This was the shortest stage, so why was I so tired? Once again it was raining and the tracks were muddy. That is, added torture for laboured legs. The difference in speed between biking over mud rather than over dry ground is similar to the difference between skiing through slush rather than on hard-packed morning snow. Every now and then we had to pump our thighs to get the wheels through patches of flood water. That extra exertion demanded an energy that I barely had left to give.

I had been in the saddle for around 40 hours, over the course of seven days. My legs were burning and I didn’t seem to be able to gulp enough air to service my lungs. I could no longer remember why I wanted to be there.

Then, as we rounded the corner, a lady was handing out little glasses of prosecco and, side by side with the two companions that had dragged me through most of the week, I could free-wheel over the finish-line in Seiffen, in the Erzgebirge, utterly exhausted but elated after the physically toughest week of my life.

It was a strange feeling finishing, but not having really finished. It was like celebrating Christmas after the actual date. Fun, but you can’t really persuade yourself that it’s real.

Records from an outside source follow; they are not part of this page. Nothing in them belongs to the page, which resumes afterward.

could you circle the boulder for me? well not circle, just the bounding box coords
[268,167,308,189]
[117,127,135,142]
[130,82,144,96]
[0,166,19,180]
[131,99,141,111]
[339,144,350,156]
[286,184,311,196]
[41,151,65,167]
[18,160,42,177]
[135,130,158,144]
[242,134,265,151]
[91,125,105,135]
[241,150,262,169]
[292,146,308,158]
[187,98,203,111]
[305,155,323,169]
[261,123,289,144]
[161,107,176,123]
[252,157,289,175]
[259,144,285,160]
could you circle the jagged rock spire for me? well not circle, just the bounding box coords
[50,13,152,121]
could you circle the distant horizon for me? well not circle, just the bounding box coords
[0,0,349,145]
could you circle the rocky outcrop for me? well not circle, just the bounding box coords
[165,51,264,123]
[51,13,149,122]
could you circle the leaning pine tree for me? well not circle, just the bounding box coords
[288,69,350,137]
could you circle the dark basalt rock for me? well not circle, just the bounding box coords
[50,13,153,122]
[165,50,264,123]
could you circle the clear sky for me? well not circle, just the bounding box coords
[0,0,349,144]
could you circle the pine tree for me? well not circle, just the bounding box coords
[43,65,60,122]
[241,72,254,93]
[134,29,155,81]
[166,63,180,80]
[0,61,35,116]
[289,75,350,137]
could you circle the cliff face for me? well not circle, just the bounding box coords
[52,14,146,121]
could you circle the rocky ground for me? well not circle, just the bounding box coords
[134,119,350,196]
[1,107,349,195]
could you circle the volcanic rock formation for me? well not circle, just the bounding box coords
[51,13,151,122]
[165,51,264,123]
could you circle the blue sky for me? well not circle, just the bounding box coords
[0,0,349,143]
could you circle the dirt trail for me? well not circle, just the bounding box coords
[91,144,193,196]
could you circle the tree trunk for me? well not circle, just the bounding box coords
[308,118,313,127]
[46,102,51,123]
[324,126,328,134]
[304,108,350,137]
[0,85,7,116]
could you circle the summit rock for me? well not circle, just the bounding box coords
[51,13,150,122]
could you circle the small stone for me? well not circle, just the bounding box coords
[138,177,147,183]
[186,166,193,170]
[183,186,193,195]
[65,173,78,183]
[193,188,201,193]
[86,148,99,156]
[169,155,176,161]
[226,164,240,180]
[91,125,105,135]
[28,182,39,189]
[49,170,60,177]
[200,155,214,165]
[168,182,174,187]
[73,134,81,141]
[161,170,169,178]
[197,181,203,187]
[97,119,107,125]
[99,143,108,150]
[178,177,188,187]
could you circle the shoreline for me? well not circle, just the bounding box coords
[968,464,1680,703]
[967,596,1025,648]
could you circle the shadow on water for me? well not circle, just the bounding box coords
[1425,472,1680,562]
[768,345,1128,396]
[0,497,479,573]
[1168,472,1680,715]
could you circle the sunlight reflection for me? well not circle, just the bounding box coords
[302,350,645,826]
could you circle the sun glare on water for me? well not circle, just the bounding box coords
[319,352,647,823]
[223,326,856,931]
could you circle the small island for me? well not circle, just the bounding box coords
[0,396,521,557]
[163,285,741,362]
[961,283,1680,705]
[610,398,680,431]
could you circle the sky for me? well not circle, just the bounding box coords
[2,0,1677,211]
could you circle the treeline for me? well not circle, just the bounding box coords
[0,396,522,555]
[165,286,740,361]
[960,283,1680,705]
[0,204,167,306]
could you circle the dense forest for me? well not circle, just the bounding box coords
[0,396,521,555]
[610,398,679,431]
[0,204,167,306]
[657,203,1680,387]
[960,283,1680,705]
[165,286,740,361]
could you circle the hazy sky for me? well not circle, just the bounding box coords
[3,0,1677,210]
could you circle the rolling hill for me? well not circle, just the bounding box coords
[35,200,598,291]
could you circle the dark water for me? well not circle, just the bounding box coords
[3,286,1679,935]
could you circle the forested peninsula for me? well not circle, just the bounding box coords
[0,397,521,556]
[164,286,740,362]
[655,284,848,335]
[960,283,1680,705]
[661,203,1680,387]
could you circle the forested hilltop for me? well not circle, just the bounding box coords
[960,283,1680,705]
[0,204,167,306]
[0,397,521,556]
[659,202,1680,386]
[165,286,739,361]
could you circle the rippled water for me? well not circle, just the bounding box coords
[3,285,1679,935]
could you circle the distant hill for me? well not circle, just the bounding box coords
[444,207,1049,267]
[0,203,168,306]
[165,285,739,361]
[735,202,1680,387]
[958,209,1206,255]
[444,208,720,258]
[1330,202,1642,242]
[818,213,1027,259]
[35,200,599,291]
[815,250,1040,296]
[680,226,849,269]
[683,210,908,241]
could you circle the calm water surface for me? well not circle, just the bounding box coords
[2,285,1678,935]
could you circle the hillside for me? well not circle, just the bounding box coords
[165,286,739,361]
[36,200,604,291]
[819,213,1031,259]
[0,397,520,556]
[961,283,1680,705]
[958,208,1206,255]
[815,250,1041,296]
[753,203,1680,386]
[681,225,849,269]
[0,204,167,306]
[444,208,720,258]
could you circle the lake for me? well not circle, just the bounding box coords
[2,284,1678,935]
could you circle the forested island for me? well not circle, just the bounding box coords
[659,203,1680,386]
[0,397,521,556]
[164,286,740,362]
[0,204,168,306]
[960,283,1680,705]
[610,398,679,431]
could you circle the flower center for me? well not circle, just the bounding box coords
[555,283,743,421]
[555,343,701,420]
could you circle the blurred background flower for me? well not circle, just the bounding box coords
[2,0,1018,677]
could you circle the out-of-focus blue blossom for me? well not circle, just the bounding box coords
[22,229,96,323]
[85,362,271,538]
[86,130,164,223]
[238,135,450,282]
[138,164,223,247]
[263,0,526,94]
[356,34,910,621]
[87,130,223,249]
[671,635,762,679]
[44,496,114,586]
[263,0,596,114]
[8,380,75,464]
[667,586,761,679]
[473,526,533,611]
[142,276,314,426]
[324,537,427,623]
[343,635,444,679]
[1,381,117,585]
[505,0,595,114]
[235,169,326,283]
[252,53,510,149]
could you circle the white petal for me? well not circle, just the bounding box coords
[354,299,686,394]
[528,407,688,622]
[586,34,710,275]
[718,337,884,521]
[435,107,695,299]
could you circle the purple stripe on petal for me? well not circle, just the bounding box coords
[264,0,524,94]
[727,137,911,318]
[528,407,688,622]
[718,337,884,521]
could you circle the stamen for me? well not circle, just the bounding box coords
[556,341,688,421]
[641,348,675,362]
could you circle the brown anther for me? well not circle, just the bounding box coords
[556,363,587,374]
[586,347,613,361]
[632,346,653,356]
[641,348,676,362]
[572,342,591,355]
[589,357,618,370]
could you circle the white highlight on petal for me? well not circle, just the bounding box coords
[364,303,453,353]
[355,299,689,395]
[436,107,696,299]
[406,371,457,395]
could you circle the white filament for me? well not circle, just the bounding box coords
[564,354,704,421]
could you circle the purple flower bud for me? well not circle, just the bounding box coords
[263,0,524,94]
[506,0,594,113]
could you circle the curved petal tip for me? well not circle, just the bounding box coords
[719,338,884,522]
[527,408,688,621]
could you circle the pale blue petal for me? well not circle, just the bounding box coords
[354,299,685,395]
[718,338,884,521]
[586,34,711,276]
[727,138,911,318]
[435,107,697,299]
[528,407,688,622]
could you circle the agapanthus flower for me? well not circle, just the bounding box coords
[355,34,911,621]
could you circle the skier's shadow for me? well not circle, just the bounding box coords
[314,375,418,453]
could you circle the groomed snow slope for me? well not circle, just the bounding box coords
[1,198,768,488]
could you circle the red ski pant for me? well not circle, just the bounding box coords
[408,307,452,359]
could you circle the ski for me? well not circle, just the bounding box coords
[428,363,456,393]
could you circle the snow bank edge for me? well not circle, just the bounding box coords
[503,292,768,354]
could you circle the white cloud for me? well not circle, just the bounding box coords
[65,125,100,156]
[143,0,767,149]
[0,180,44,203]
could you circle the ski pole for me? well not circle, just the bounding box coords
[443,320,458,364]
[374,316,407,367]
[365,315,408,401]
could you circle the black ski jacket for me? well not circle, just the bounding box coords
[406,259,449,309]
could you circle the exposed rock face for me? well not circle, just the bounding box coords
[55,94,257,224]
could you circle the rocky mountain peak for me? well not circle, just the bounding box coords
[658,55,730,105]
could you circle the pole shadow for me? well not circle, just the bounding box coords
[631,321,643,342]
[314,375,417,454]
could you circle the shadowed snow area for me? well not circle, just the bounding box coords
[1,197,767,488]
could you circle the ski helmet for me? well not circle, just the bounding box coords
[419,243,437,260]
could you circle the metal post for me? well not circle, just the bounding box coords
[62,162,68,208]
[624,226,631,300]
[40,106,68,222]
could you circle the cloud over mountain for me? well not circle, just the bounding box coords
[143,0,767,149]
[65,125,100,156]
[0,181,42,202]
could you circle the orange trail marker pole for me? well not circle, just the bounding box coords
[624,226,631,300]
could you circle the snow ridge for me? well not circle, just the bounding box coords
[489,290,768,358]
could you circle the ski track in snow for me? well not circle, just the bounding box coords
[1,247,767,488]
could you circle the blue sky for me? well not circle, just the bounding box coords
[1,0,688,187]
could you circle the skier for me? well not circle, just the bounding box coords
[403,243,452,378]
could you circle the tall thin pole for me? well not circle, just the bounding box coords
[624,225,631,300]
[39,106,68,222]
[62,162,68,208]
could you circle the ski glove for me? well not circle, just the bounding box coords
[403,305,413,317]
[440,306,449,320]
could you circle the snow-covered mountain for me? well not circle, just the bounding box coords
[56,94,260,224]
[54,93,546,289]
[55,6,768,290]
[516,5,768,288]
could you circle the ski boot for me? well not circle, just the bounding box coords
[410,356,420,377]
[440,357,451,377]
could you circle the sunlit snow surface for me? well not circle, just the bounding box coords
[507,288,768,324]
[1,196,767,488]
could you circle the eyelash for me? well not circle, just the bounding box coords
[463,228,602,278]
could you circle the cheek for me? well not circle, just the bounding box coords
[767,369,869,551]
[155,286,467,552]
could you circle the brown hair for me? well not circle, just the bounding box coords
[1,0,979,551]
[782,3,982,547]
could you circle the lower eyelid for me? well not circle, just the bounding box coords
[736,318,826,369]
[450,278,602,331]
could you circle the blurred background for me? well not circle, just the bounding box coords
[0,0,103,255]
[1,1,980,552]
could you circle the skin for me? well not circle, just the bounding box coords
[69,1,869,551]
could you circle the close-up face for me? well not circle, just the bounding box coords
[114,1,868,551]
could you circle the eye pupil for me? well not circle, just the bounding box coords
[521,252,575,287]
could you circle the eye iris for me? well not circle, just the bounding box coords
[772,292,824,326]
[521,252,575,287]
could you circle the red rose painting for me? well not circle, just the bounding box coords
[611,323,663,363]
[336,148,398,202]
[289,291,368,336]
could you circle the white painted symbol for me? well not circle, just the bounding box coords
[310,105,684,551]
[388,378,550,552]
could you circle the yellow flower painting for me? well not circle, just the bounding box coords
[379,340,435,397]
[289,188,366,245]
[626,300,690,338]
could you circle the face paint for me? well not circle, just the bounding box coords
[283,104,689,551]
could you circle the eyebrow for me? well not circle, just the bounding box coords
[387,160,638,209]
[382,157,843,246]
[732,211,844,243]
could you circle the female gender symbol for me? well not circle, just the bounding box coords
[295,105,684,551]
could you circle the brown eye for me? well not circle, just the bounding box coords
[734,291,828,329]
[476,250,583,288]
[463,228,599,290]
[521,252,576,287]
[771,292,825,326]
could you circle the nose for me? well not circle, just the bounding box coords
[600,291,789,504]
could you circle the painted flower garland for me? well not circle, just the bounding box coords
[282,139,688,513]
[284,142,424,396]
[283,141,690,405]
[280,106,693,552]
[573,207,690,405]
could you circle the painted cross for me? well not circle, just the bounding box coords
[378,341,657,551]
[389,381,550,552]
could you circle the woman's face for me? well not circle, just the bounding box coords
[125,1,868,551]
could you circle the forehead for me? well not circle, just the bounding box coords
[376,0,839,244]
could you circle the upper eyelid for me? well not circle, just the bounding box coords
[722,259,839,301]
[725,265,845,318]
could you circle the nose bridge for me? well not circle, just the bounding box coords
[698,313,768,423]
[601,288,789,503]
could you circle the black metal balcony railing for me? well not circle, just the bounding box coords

But then it was evening; I was finally drinking a delicious German beer with the riders who had shared the insomnia, the cold, the muscle-ache, the triumph and the disappointment. Celebratory fire-works exploded in the rainy sky above us. We knew we had shared something very special, something that the pain had only made more meaningful. Long after the aches and pains had subsided, pedalling through Germany would remain unforgettable.